Pimentel is a Portuguese and Spanish surname, held in part by members of the House of Pimentel, a Spanish noble family of Portuguese origin and established in the Kingdom of Castile. Pimentel denotes pepper plants and spices, suggesting an occupation (pepper farmer) or a location (where pepper grows) as the origin of the name.

Individuals with this surname

 Abraham Cohen Pimentel (died 1697), Portuguese Sephardic Dutch Rabbi
 Alejandro Sanchez Pimentel (born 1959), Dominican basketball-player
 Antonio Pimentel Tlahuitoltzin (16th century), ruler of Texcoco
 António de Serpa Pimentel (1825-1900), Portuguese Prime Minister
 Aquilino "Nene" Pimentel Jr. (1933-2019), Filipino human rights activist
 Aquilino "Koko" L. Pimentel III (born 1964), Filipino politician and lawyer
 Daniel Kenedy Pimentel Mateus dos Santos (born 1974), Portuguese footballer
 David Pimentel (1925–2019), environmental science professor 
 Diego Carrillo de Mendoza y Pimentel (died 1631), Spanish viceroy
 Eleonora Fonseca Pimentel (1752-1799), Italian poet and revolutionary)

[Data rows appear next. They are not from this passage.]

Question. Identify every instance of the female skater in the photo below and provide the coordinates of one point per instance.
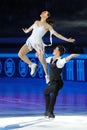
(39, 29)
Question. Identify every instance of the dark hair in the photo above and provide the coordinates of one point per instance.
(61, 49)
(49, 20)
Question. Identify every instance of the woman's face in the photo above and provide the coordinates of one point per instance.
(44, 14)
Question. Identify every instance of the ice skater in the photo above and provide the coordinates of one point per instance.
(56, 81)
(34, 41)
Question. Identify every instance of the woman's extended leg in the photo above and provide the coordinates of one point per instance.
(22, 54)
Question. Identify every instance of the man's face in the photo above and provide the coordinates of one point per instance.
(56, 51)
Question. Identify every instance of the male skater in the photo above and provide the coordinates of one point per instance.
(56, 82)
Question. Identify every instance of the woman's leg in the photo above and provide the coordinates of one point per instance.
(44, 64)
(22, 54)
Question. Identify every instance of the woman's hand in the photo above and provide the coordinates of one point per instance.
(71, 40)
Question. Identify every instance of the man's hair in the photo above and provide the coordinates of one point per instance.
(61, 49)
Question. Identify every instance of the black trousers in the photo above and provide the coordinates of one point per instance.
(50, 94)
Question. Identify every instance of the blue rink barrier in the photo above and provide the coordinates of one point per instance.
(12, 66)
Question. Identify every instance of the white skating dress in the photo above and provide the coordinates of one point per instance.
(35, 40)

 Eloá Pimentel, hostage victim
 Esmeralda Pimentel (born 1989), Mexican actress and model
 Fernando Álvarez de Toledo y Pimentel (1507-1582), Spanish duke
 Fernando Pimentel (born 1951), Brazilian politician and economist
 Gaspar de Guzmán y Pimentel (1587-1645), Spanish duke and prime minister
 Genaro Gongora Pimentel (born 1937), Mexican jurist
 George C. Pimentel (1922-1989), American inventor of Chemical laser
 Gerardo García Pimentel (1983-2007), Mexican journalist
 Henriëtte Pimentel (1876-1943), Dutch teacher and nurse murdered at Auschwitz
 Isaías Pimentel (1933-2017), Venezuelan tennis player
 Jessica Pimentel (born 1982), American actress and musician
 Jesús Pimentel (born 1940), Mexican boxer
 Joel Pimentel, founding member of Miami boy band CNCO
 Jose Pimentel Ejercito (born 1963), Filipino politician
 Lito Pimentel (born 1963), Filipino film and television actor
 Luisa Pimentel-Ejercito (born 1930), Filipino politician and first spouse
 María Josefa Pimentel, Duchess of Osuna, 12th Duchess of Benavente (1752-1834)

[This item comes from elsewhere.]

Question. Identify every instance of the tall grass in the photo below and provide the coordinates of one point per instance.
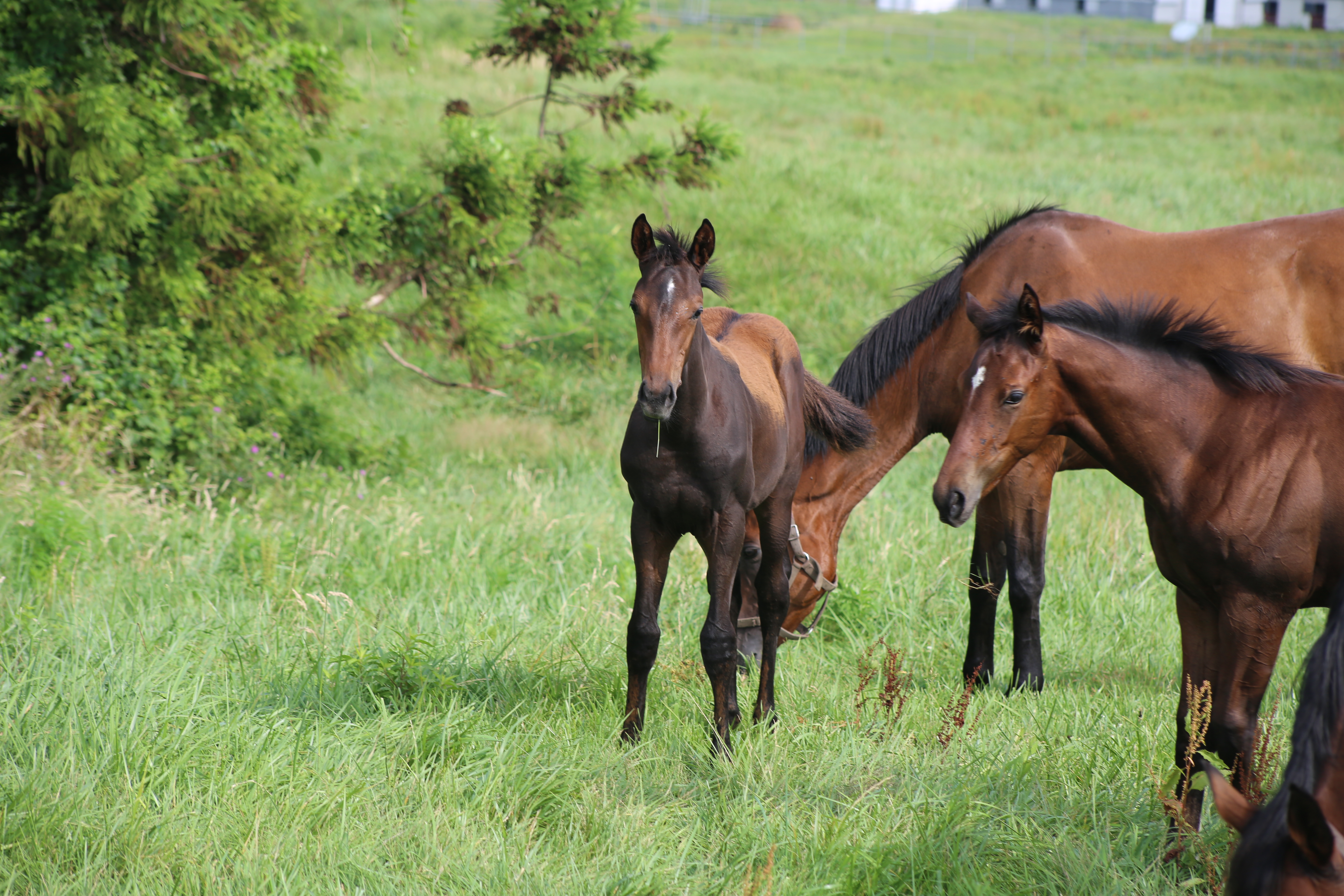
(362, 683)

 Mickey Pimentel (born 1985), American football player
 Miguel Jontel Pimentel (born 1985), American singer
 Osvaldo Lenine Macedo Pimentel, known as Lenine, (born 1959), Brazilian singer
 Pepe Pimentel (1929–2013), Filipino television personality and game show host
 Richard Pimentel (born c. 1948), American disability rights activist
 Rodrigo P. Pimentel, American political analyst and DREAMer
 Rodrigo R. Pimentel (born 1972), Brazilian police officer
 Ronald Pimentel (born 1985), football player
 Sávio Bortolini Pimentel (born 1974), Brazilian footballer
 Stolmy Pimentel (born 1990), Dominican baseball player
 Thiago Pimentel Gosling (born 1979), Brazilian footballer
 Timothy Mark Pimentel Eigenmann (born 1981), Filipino actor known as Sid Lucero
 Valentín Pimentel (born 1991), Panamanian footballer

History
Ancestry of the surname has been linked to Petrus Martini Pimentel (b. 1252) and João Afonso Pimentel, a Portuguese knight. The name spread throughout the Portuguese Empire and the subsequent Portuguese diaspora.

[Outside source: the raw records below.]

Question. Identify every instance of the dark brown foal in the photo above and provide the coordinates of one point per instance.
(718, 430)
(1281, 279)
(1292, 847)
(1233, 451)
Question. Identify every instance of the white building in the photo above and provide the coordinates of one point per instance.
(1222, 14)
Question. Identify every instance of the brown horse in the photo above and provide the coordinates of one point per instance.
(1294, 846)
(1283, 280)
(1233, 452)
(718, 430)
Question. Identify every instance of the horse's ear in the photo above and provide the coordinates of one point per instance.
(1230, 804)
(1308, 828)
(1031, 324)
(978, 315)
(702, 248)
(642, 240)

The name is associated with the history of the Jews in Portugal, specifically the conversos to Catholicism during the Portuguese Inquisition. Tribunal records now maintained in the Torre do Tombo National Archive contain hundreds of examples of New Christian Pimentels accused of heresy and relapsing into Judaism. Pimentels of Sephardic origin have been traced to Spain, Portugal, Amsterdam, Sardinia (Italy), Brazil, and Latin America.